The U.S. and other P5+1 officials have emphasized not only the economic imperatives for Iran to reach a nuclear agreement, but also the enormous opportunities. Chief U.S. negotiator Wendy Sherman said in October 2014 that Iran will enjoy a bright economic future if a deal is reached. The primary unresolved issue is Iran’s reluctance to reduce its uranium enrichment program to the purely symbolic level demanded by the P5+1 negotiators.
If the Iranian negotiating team and Khamenei are able overcome their innate reservations to a deal, many major international firms are poised to reenter all sectors of Iran’s economy. International firms see Iran as one of the largest untapped markets in the world–more significant than Burma, for example, which saw sanctions eased substantially as it reformed its politics. Iran has a young, educated population that is eager for Western-made goods, particularly in the technology sector. Iran’s economy was industrializing quickly, particularly in the automobile production sector, before sanctions interrupted that trend. The oil and gas sector requires at least $150 billion in new investment by 2020, and firms such as Total SA of France, ENI of Italy, Royal Dutch Shell, and BP, want to revive and expand their largely dormant investments in that sector. Business executives from European and Asian countries have visited Tehran in large numbers in recent months to lay the groundwork for post-sanctions business deals. And, in 2014, Iran and Russia have signed a broad, multi-year energy cooperation agreement that is likely to be implemented after sanctions are lifted.
A nuclear deal that eventually lifts all sanctions could also produce substantial regional economic integration. Iran is in varying stages of negotiating and implementing natural gas pipeline projects that would allow Iranian gas to flow to Kuwait, Oman, Iraq, Pakistan, and India. These projects have all been hindered by U.S. sanctions, as well as by Iran’s exclusion from the international financial system. An Iran-Turkey natural gas pipeline is operating and, if sanctions were lifted, Iranian gas could potentially also flow through to markets in Europe.

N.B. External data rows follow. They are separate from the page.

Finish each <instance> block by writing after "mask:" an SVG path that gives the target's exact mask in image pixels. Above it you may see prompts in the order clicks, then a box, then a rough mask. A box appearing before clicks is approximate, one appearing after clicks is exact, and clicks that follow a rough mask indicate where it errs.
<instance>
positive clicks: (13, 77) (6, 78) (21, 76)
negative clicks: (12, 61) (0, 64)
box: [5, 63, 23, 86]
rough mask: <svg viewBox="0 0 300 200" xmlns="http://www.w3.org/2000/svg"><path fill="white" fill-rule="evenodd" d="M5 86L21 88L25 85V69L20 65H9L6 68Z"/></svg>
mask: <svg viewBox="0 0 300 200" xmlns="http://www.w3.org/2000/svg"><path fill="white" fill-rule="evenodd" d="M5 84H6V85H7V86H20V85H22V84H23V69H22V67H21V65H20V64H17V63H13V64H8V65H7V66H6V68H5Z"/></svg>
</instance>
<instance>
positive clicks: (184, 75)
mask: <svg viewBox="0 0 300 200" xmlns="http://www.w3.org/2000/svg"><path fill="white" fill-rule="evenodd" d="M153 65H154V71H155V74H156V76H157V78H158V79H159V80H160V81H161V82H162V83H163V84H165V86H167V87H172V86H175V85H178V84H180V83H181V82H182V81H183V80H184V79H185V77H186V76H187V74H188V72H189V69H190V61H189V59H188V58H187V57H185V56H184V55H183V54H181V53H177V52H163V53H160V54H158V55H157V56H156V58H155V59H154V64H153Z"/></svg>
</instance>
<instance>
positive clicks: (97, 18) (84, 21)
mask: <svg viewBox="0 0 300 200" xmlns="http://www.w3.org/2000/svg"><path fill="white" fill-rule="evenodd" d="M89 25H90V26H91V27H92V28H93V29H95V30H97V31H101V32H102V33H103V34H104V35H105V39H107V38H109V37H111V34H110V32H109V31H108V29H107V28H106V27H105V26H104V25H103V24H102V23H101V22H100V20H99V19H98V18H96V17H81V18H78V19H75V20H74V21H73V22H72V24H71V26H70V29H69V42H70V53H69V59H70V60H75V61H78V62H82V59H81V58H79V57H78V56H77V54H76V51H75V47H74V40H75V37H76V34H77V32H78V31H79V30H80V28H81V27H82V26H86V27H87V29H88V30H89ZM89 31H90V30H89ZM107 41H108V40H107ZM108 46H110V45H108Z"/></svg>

The economic imperatives and opportunities of sanctions relief are likely too great for Iran to walk away from a nuclear deal, even if reaching agreement requires extending the deadline beyond November 24. The drop in oil prices, coupled with the burgeoning expectations of the population for sanctions relief, are bringing great pressure to bear on Iran’s supreme leader to accept an agreement. Should an agreement be reached, major European and Asian firms are likely to quickly resume pre-sanctions levels of trade with Tehran. International firms will proceed slowly on making any major new direct investments in Iran unless sanctions are lifted permanently. A permanent lifting of sanctions will require legislative action by the U.S. Congress, which is not likely in the short term.